Parece propio de hace siglos, pero el apartheid apenas hace veinte años que se derogó. El sistema social y político que mantenía a millones de negros bajo el poder de unos cientos de miles de blancos se extinguió tras la presión internacional, los embargos económicos y la lucha que mantenía en el interior del país el Congreso Nacional Africano, liderado entre otros por el encarcelado Nelson Mandela.
J.M. Coetzee, el novelista sudafricano premio Nobel de Literatura y en dos ocasiones premio Booker, centra gran parte de sus novelas en las consecuencias humanas y sociales que ha dejado tan aberrante sistema. A pesar de sus premios y calidad, Desgracia (publicada en 1999) es prácticamente la primera adaptación que se hace al cine de su obra. El alto contenido metafórico de su narrativa así como su apego a lo negativo (basta repasar sus títulos) espanta a los grandes estudios, sólo interesados en alegrar al espectador de modo efímero.
Fueron dos arriesgados cineastas, la pareja formada por Ana María Monticelli y Steve Jacobs, los que desde su compañía Wild Strawberries adquirieron los derechos de la novela en 2002. Compaginando durante cuatro años sus respectivos trabajos como actores, Monticelli escribió el guión de la cinta mientras que Jacobs planificaba la puesta en escena. Por fin, en 2007, comenzaban a rodar.

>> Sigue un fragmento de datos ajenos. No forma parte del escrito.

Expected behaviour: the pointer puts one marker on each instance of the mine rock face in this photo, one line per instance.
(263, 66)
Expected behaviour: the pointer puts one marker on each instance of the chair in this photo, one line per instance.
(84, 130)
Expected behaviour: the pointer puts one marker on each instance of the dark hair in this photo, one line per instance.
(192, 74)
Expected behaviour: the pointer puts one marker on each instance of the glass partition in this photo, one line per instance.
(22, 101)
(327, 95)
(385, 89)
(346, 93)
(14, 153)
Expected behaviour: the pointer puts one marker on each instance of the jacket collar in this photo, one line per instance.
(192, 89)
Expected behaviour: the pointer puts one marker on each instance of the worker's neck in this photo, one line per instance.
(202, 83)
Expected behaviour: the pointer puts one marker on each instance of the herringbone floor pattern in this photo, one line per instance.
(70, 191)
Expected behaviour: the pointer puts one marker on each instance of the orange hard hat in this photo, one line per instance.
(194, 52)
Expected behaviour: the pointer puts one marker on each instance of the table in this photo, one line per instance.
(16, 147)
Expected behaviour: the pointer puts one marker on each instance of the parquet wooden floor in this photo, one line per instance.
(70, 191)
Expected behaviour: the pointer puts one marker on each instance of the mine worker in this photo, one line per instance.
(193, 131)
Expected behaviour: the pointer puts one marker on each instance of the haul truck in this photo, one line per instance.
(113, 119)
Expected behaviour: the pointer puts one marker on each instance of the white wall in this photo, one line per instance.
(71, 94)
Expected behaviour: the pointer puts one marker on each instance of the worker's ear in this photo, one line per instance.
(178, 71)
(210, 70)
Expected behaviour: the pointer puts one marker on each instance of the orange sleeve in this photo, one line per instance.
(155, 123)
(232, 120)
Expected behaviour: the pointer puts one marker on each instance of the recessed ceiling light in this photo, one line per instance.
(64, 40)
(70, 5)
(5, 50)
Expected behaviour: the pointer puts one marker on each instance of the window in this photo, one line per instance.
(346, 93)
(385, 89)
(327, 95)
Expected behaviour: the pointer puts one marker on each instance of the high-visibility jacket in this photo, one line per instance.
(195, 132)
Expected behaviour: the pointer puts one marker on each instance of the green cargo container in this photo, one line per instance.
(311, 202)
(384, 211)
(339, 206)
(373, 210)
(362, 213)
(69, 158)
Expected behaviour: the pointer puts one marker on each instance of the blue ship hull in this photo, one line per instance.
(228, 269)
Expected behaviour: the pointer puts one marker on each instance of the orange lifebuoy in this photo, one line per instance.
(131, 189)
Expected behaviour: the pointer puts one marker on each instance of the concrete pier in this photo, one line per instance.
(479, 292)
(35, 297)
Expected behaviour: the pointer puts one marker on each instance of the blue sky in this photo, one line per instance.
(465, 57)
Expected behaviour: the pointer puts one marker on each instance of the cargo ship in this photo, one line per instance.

Semejante empeño no ha sido en vano y el viaje a la pantalla de Desgracia ha resultado una fiel adaptación del texto en sus ejes temáticos y narrativos, proveniente de la admiración de los autores por el original. En ella seguimos a David (John Malkovich) tras el abuso sexual cometido hasta la granja donde su hija Lucy (Jennifer Haines), blanca, comparte terrenos con Petrus (Eriq Ebouaney), de raza negra. Durante su estancia, David y Lucy son atacados por tres adolescentes negros que la violan e intentan quemar vivo a David.
La cinta requiere desde su primer fotograma un esfuerzo del espectador para entrar en su lógica de metáforas, simbologías y paralelismos, tal y como sucede en el texto literario. El esfuerzo es pronto recompensado pues nos adentra en un mundo adulto y complejo, ríquisimo, donde se abordan con realismo temas como el deseo, la senectud, la pareja, la ética, el perdón y, por supuesto, el racismo.
El soberbio guión de Monticelli está acompañado por una cruda y exhaustiva dirección de Jacobs, un alarde narrativo en muchas de sus secuencias. No se trata ni mucho menos de un director-estrella que intente asombrarnos. Al contrario, se trata del rigor de un cineasta que ajusta al milímetro lo que debe mostrarse para que el espectador construya el nexo entre lo visto y lo narrado. Así sucede con los dos incidentes centrales de la película, el acoso de David y la violación de Lucy, en un juego de espejos donde se evidencia nuestra doble moral al respecto. O con la secuencia del perro sacrificado por David, metáfora acerca de su propia situación, contada con una calidad y economía extraordinarias.
No menos importante en la excelencia del film es el trabajo de Malkovich. Probablemente es, junto con Anthony Hopkins, el único intérprete vivo capaz de abordar al protagonista con solvencia. Observar los gestos, dicción (por favor, en V.O.S.) y miradas con que lo encarna es toda una derrota para el método del Actor´s Studio. Malkovich se limita a ser David, y el resultado es abrumador.